Eh? Last dispensary I did business with was a chain and they took my credit card no problem.
It’s possible that a chain can more effectively launder their money…
Really? That’s interesting. My understanding was that because marijuana is still illegal under federal law, banks (at least banks with FDIC or other government ties) could not legally handle accounts from dispensaries as they were treated, under federal law, the same as illegal drug dealers. Credit card processing would seem to fall under the same sort of interstate commerce rules, too.
Does anyone know the actual laws on this?
What state was that? In Washington State it’s a cash-only deal. The shops do have ATM’s, so you can use a debit card in a roundabout way. Also, I pay pretty close attention to local news, and I rarely if ever hear of pot-shop robberies. Fake news?
I’ve definitely seen one shop in Seattle accept credit cards. I don’t recall which specific shop it was or how / why they were able to set it up. Maybe some local banks are willing to take the risk?
But the vast majority of shops are absolutely cash-only.
There are some dispensaries in Vegas as well that take credit cards. But on the days leading up to starting recreational sales, the local news kept hammering the point that the dispensaries were all cash-only.
Is it possible that some stores are, ahem, not telling their banks what their actual business is?
More than simply possible. Some of them are very good at hiding it from prying eyes, as well, but most get found out eventually.
I’ve seen several dispensaries in Colorado that take credit cards, and others that are cash only. The charge gets rung up as something fairly generic. Maybe I’ll ask how they handle the credit cards next time I’m in there. I’m kind of curious.
To add to this list, I’ve heard the same about dispensaries (medical) in California being the same way. Some take credit, most do not.
That makes me wonder, if you have a medical marijuana prescription, how is that even handled on insurance not based in-state? Is anything even covered? I’m guessing not, but I thought we have a few medical users here, perhaps they can update.
Here’s a funny thought:
States tax those sales.
Is that state tax revenue considered illegal by the federal government?
Well we may get to find out, thanks to one Jefferson Beauregard ‘I’m not racist but…’ Sessions.
He hates the devils herbs you see.
Remember the Fed mantra: “Do as I say, not as I do.”
Pretty sure insurance won’t cover it at all. Least that’s how it is in NV, and considering how wildly insurance companies contort themselves to sometimes not even cover fully legal meds, I can’t imagine it’s much different in other states.

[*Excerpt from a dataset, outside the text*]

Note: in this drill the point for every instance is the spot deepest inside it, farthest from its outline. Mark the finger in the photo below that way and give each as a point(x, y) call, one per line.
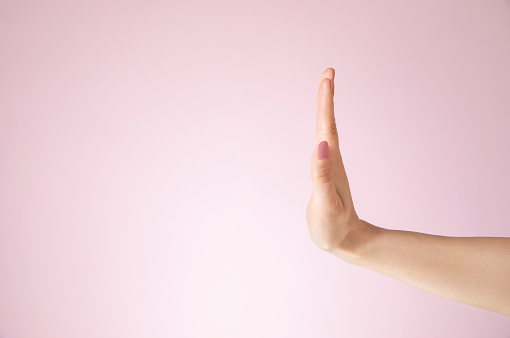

I mean, I guess that makes sense in the current legal limbo. But certainly it does not as they move toward isolating different compounds from marijuana and even offering them in pill form for the use thereof.
I saw this pop up for California. So, yay for legalization there. But heaven forbid you illegally grow any, you might have the SWAT team show up, or even be killed. Meanwhile, you could grow your own tobacco in every state, and it kills more people and causes more health issues. No permit or license needed, and no regulations on the sale of it.
Insurance, AFAIK, does not cover medical marijuana. After all, the insurance companies aren’t getting kickbacks from the growers like they do from the pharmaceutical companies. Getting the traditional medication your doctor prescribed, and not some alternative that the insurer makes more money off of, is hard enough.
Conservatives hate it because they equate smoking weed with liberalism. Those long-haired hippies were pot smokers, after all! Didn’t you see Easy Rider!
Sure, plenty of good people like a toke now and then, but they are responsible about it and keep it on the down low, like they keep other things on the down low. Legalizing it is opening the gates to Sodom and Gomorrah!
Don’t forget people of color. In his own mind pot smoking is closely linked to black people.